Al segundo día, Sesto se escabulló por la escalera y descendió hasta la cubierta de cañones, pintada de rojo, donde admiró las piezas de artillería. Seis cañones por banda y tres culebrinas, junto con dos cuartos de culebrina o sacres situados en popa. Quedó impresionado por el hecho de que los cañones estuvieran montados sobre cureñas, de modo que podían ser desplazados fácilmente hacia el interior para ser recargados. Los buques de guerra de la flota de Luccini también tenían los cañones montados sobre carros, pero eran más difíciles de mover y arrastrar. No era de extrañar, pues, la reputación que se habían ganado los sartosanos por sus múltiples abordajes. Sesto reparó en las cuñas de madera que había preparadas para ser encajadas a martillazos en la parte posterior de cada cañón con el fin de ajustar el ángulo de disparo, y la cantidad de munición apilada: balas macizas, proyectiles encadenados, huecos y de piedra. Al contemplar el interior de la recámara de pólvora a través de las pesadas cortinas de malla, vio sólo una pila de los pequeños barriles que se utilizaban para la pólvora de pistolas y arcabuces.

—¿Buscas algo?

Sesto se volvió hacia atrás y se encontró con Sheerglas, el cadavérico jefe de artillería del Rumor. En algún momento de su larga carrera debía de haberse quedado varado en los asentamientos de las Tierras Meridionales, porque a Sesto no se le ocurría ninguna otra cosa que explicara que Sheerglas tuviera los caninos limados hasta haber sido afilados. El hombre nunca subía a la cubierta exterior. Acechaba en la roja penumbra de la cubierta de cañones, cazando sombras.

—Veo sólo pólvora para pistolas —dijo Sesto. Al sonreír, Sheerglas le ofreció un espectáculo inquietante. Los afilados caninos hicieron manar sangre del pálido labio inferior.

—Por orden del capitán, sólo usamos pólvora para pistolas —replicó.

Una vez más, Sesto se quedó impresionado.
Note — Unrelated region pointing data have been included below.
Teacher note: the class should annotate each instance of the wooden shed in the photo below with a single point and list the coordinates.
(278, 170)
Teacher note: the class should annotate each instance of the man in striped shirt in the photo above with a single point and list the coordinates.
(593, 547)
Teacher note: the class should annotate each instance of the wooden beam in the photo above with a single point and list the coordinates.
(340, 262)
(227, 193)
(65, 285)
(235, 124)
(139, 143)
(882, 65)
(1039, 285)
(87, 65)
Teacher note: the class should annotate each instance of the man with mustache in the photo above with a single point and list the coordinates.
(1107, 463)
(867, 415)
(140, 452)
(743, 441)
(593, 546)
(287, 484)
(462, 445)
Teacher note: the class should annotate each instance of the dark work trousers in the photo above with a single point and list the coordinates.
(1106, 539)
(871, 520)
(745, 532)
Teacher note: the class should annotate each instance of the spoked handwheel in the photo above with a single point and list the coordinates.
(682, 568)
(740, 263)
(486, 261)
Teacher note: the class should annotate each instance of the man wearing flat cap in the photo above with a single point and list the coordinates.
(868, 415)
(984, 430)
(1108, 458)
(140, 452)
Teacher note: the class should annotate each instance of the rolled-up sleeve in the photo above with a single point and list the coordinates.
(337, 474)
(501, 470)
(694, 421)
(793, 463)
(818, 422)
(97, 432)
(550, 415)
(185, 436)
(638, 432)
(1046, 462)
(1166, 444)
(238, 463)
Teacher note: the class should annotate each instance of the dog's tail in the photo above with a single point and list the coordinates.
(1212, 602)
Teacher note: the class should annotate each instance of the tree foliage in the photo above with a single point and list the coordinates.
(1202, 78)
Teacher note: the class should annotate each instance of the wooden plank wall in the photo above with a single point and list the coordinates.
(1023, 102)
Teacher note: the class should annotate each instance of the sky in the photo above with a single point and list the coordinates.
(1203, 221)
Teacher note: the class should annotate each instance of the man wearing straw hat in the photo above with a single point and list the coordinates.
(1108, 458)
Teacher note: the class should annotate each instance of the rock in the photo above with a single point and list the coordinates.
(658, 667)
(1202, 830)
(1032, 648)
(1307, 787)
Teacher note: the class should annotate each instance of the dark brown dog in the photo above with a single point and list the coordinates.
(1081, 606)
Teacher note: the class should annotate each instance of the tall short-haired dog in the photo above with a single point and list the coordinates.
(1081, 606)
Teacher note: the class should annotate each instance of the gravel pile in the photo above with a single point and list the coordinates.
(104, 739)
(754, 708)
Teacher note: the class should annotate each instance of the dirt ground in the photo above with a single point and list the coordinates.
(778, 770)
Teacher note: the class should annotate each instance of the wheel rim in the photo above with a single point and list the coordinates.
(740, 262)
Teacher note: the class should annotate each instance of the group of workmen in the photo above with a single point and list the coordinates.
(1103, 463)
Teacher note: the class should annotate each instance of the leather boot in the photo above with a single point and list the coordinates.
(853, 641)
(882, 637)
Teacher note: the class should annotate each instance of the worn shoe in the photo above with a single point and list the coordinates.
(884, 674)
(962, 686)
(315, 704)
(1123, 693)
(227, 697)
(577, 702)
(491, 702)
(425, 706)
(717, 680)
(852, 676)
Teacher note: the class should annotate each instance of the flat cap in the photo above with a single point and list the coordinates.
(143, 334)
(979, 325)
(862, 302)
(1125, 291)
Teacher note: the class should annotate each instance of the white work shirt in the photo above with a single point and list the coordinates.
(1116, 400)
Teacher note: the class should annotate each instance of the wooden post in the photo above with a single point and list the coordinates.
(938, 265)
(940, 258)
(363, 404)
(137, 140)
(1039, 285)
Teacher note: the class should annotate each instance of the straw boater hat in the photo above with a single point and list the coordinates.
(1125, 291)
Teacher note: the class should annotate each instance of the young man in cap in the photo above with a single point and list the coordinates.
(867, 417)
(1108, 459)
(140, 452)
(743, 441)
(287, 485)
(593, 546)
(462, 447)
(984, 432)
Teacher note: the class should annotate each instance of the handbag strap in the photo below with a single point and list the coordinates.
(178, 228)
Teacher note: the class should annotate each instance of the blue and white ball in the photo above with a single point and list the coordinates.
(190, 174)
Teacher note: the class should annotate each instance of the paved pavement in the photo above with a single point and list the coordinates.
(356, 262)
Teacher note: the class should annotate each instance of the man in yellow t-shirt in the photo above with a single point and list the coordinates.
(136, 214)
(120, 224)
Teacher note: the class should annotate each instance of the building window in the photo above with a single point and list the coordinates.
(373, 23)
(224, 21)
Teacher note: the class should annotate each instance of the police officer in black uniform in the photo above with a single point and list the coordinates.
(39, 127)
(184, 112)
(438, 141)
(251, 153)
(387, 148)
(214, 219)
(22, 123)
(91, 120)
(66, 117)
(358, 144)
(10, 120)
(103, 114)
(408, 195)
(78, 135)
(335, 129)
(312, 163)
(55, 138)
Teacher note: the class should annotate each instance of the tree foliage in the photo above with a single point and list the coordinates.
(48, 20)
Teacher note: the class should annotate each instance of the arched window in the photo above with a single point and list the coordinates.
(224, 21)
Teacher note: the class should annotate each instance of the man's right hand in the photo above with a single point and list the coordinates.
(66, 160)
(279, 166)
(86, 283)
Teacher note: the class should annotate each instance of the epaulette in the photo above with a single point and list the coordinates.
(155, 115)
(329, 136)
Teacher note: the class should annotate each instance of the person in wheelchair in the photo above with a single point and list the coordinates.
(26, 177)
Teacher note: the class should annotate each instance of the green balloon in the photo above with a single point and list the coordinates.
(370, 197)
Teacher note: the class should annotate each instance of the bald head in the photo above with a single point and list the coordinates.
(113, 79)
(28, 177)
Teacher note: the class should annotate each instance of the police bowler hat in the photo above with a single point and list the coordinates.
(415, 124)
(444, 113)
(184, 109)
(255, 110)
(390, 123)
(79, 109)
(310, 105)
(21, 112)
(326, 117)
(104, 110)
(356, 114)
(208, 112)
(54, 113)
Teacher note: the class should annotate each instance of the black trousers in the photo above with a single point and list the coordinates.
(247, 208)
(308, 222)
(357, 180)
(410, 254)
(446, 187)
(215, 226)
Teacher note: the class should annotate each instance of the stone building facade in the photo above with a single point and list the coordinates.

La pólvora para grandes calibres, especialmente en Sartosa, era notoriamente mala, rebajada con ceniza y propensa a fallar. La pólvora para pistolas, aunque mucho más cara, estaba finamente molida y era más pura. Los cañones del Rumor dispararían bien, y en todas las ocasiones.

—Era sólo curiosidad —dijo Sesto.

Sheerglas asintió con la cabeza.

—Me gustan los hombres curiosos. Eres el amigo del capitán, el que lo acompañó desde el continente, ¿verdad?

—S… sí.

Sheerglas le hizo un gesto con un botafuego que tenía en las huesudas manos, para que lo siguiera. Era una vara de ébano, con la punta tallada en forma de boca de león para que sujetara la mecha.

—Ven a popa conmigo, a mi camarote. Tomaremos un trago vivificante, tú y yo.

—Te lo agradezco, pero no.

—Venga ya —susurró Sheerglas con tono más insistente.

—Déjalo estar, Sheerglas —gruñó la voz de alguien que se encontraba cerca. Era el ubicuo bucanero.

—No tengo intención de hacerle ningún daño, Ymgrawl —protestó el jefe de artillería.

—Nunca la tienes, pero déjalo estar.

Sheerglas frunció el ceño y se alejó por la cubierta de cañones arrastrando los pies. En ese momento, Sesto se sintió tan atrapado por el bucanero como antes por el artillero. El hombre de tosca naturaleza lo sorprendió al apartarse a un lado para permitir que Sesto saliera primero, y conducirlo escalas arriba. Sesto se puso de lado para poder pasar. Desde cerca, el hombre despedía el fuerte olor de la piel curtida.

—Ve con cuidado —gruñó el bucanero.

—Así lo haré —le aseguró Sesto, y se apresuró a subir a cubierta.